El secretario de Estado de la Seguridad Social, Octavio Granados, es un socialista de cuna, sin fisuras, con lealtad acreditada y, además, muy competente en su materia: la Seguridad Social. Su compromiso con el sistema público de pensiones es inequívoco. Además es un tipo directo y claro que no suele hablar a humo de pajas ni se deja llevar por coyunturas o calenturas. Comparado con su ministra es la persona serena del ministerio, el que sabe de su materia y al que escuchan los que saben.

Esta semana pasada Granados abrió un debate que anda latente entre cuantos conocen el sistema y saben de sus debilidades y oportunidades: las pensiones de viudedad, que representan en torno al 25% de los titulares y el 20% del gasto.

En la búsqueda de soluciones al déficit crómico del sistema (18.000 millones € año) algunos han apuntado que el Estado asuma desde el Presupuesto todas las pensiones de viudedad considerándolas pensiones asistenciales y no contributivas. Es una propuesta radical que no ha pasado el corte del debate inicial; pero es una propuesta con argumento, sobre todo pensando en pensiones futuras, con modelos familiares distintas a los del pasado. La figura de la viuda que queda desamparada tras la muerte del cónyuge, cabeza de familia y único perceptor de rentas, no será lo habitual en un futuro inmediato. Y ese cambio social requiere análisis, estudio, conclusiones prácticas.

Granados no se dejó llevar por una ocurrencia, dijo algo de fuste que hay que considerar, analizar, profundizar… por razones de equidad y de eficacia. La forma en la que la ministra ha despachado el tema traslada a su lado la ocurrencia, la irresponsabilidad, la ligereza y el populismo. La ministra dice que ella está para subir las pensiones, no para revisarlas. Su comentario requiere de dos preguntas previas: ¿Con qué dinero? ¿Por cuánto tiempo? La displicencia de la ministra con el secretario de Estado demuestra incompetencia y mala educación. Sospecho que a Octavio Granados, a estas alturas, le importa una higa, entre otras razones porque sabe que tiene razón y probablemente recuerda la máxima. “perdonadla, no sabe lo que dice”.

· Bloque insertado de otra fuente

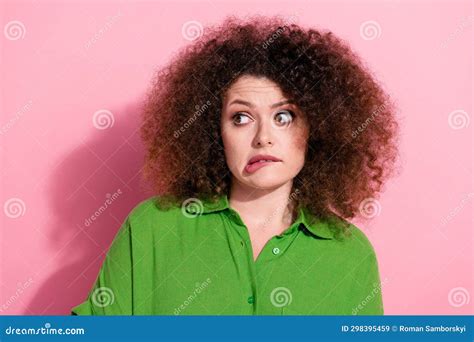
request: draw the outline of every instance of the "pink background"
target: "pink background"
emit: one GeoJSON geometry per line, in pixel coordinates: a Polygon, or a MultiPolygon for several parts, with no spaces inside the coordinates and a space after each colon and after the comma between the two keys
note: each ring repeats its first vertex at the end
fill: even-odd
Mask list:
{"type": "Polygon", "coordinates": [[[0,5],[1,314],[67,315],[86,298],[122,220],[151,195],[137,129],[153,69],[191,43],[185,23],[253,13],[332,30],[397,101],[402,173],[359,224],[385,313],[474,313],[469,1],[67,3],[0,5]],[[104,109],[113,124],[94,122],[104,109]]]}

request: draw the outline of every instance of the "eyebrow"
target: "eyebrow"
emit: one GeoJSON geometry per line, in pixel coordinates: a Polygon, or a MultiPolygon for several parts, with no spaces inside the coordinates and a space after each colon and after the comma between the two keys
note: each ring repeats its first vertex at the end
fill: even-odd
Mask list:
{"type": "MultiPolygon", "coordinates": [[[[235,99],[234,101],[232,101],[231,103],[229,103],[229,106],[232,105],[232,104],[242,104],[244,106],[247,106],[247,107],[250,107],[250,108],[255,108],[255,106],[248,102],[248,101],[244,101],[244,100],[240,100],[240,99],[235,99]]],[[[293,100],[284,100],[284,101],[280,101],[280,102],[277,102],[277,103],[274,103],[270,106],[270,108],[275,108],[275,107],[279,107],[279,106],[282,106],[284,104],[287,104],[287,103],[290,103],[290,104],[294,104],[295,102],[293,100]]]]}

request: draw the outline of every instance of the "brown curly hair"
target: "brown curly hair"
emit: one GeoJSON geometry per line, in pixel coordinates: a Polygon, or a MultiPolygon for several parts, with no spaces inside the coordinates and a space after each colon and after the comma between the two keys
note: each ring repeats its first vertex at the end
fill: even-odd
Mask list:
{"type": "MultiPolygon", "coordinates": [[[[293,210],[350,219],[394,171],[395,106],[360,58],[330,31],[284,18],[227,17],[155,75],[145,98],[144,176],[165,206],[229,195],[220,132],[226,90],[242,75],[276,82],[309,123],[293,210]]],[[[348,224],[343,220],[348,227],[348,224]]]]}

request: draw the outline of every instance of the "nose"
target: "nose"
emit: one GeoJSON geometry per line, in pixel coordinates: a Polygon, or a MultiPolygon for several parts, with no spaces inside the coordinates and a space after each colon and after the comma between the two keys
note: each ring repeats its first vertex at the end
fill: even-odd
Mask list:
{"type": "Polygon", "coordinates": [[[272,146],[274,144],[272,125],[269,122],[265,122],[265,120],[259,122],[254,143],[258,147],[272,146]]]}

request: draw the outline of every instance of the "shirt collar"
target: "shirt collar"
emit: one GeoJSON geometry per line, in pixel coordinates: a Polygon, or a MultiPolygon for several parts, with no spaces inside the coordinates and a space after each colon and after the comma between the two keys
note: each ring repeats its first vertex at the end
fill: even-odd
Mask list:
{"type": "MultiPolygon", "coordinates": [[[[213,213],[230,209],[229,199],[227,195],[221,195],[216,200],[202,200],[202,214],[213,213]]],[[[294,223],[303,224],[310,233],[317,237],[325,239],[333,239],[334,235],[327,222],[319,220],[312,215],[307,209],[300,209],[298,217],[294,223]]]]}

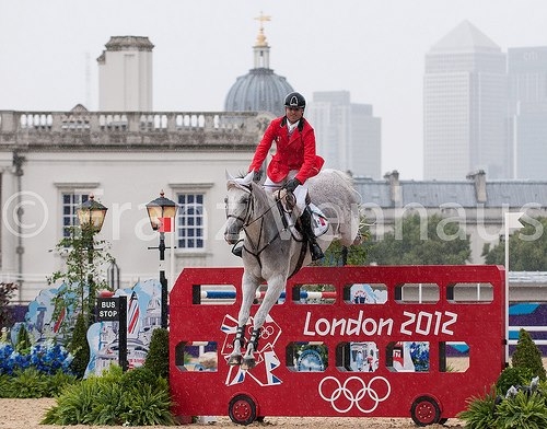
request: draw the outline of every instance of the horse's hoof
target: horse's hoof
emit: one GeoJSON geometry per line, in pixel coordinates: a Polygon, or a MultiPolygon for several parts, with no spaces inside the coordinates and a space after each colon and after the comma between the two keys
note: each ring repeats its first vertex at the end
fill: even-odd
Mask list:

Uno de los grandes fracasos de las dos últimas legislaturas fallidas, la XI y la XII, es la liquidación del Pacto de Toledo y la incapacidad de proponer una política realista de pensiones públicas contributivas y universales. El sistema es viable si se corrigen las ineficiencias, si se ajustan los procedimientos, valoraciones y ponderaciones a las nuevas realidades de la sociedad española, al envejecimiento (longevidad) y a las nuevas formas de familia. Algo que pasa por poner coto a situaciones de manifiesta desigualdad. Granados va por el camino del sentido común y la equidad, la ministra se desliza hacia la demagogia irresponsable. Puede argumentar que en campaña electoral no se hacen olas, pero ¿cuándo no es campaña electoral?